Un plan social pour les 235 salariés de l'usine Biomet au Locle

C'est un soulagement pour les 230 salariés de l'usine Biomet au Locle (NE), qui fermera ses portes en juin 2014: ils ont finalement obtenu un plan social collectif. Les employés et la direction américaine du groupe de techniques médicales y ont donné leur aval officiellement jeudi.

De nombreuses séances de travail ont été nécessaires. Elles ont abouti à un accord qui n'est "ni une 2 CV, ni une Rolls Royce", a dit à l'ATS Catherine Laubscher, secrétaire régionale d'Unia.

Certaines revendications des salariés allaient plus loin que le résultat final. Mais les demandes les plus importantes ont été satisfaites. Le plan social a été plébiscité lors du vote du personnel, auquel les employés ont participé en nombre.

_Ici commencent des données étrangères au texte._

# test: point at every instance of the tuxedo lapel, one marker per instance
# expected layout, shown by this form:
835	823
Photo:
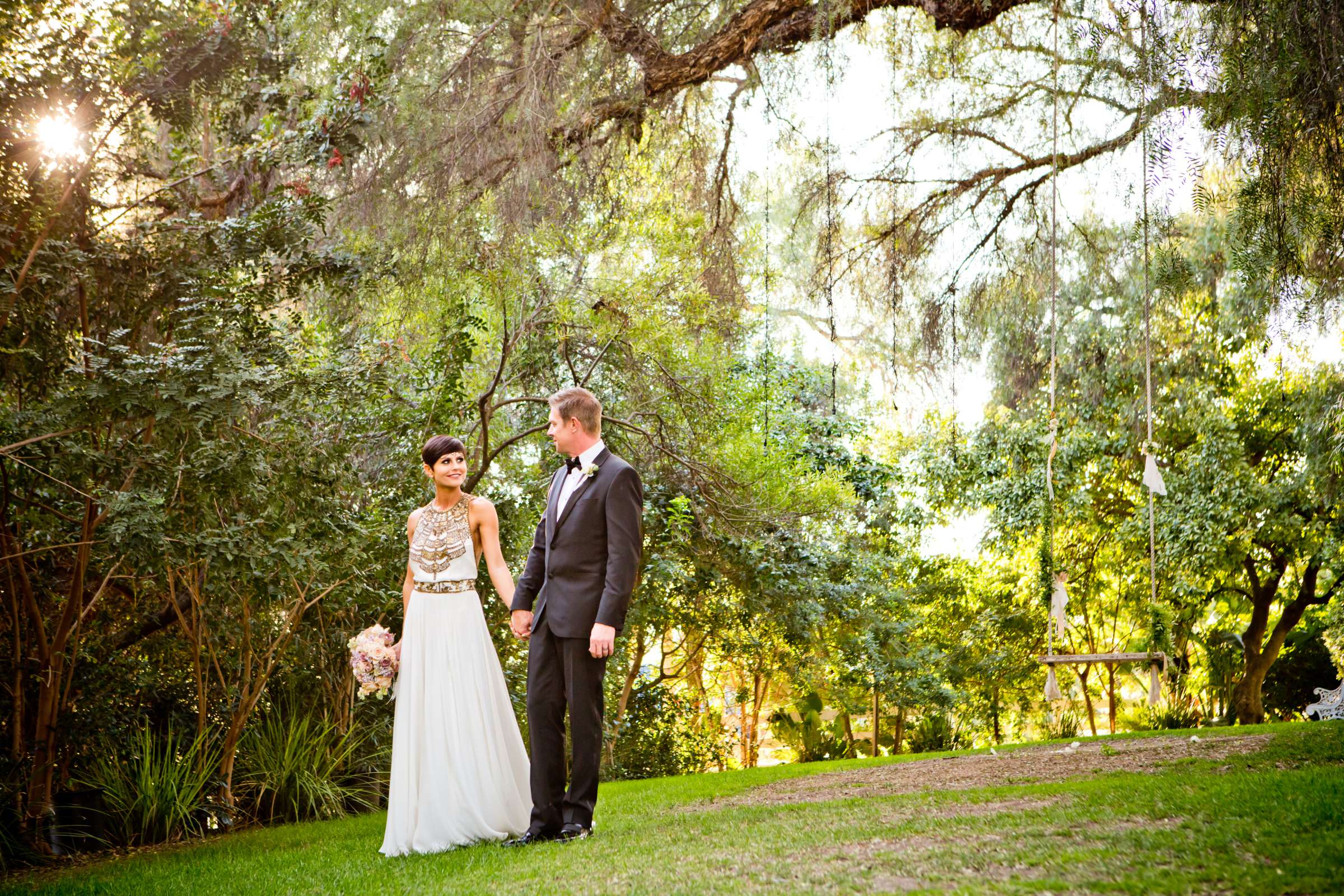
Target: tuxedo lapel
578	492
553	500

Rappelons que la société voulait initialement faire signer aux salariés des résiliations individuelles, et que selon ces documents, ils ne devaient toucher des indemnités de départ que s’ils s’engageaient à rester jusqu’à la fin de l'activité de l'usine.

Office de conciliation efficace

Fin juillet, après l'annonce de fermeture par la direction, c'était l'impasse. Unia et la délégation des travailleurs avaient alors saisi l'Office cantonal neuchâtelois de conciliation en matière de conflits collectifs de travail. Celui-ci a convaincu l'entreprise de jouer le jeu du partenariat social et de se remettre à la table des négociations, explique Mme Laubscher.

Cette fois, le plan social prévoit des indemnités pour toutes les personnes qui étaient sous contrat mi-juillet dernier. Les montants varient en fonction de l'âge, de l'ancienneté et de la charge d'enfants.

20 départs

Pour l'heure, une vingtaine des 230 employés fixes de Biomet ont trouvé un poste ailleurs. Une dizaine d'entre eux sont déjà partis, l'autre dizaine est encore au sein de l'entreprise pour l'heure.

A noter que la piste d'une éventuelle reprise d'une partie du site par les cadres est toujours d'actualité. Pour l'instant, elle est toujours en discussion, comme l'a confirmé à l'ATS le directeur de l'usine Denis Leissing.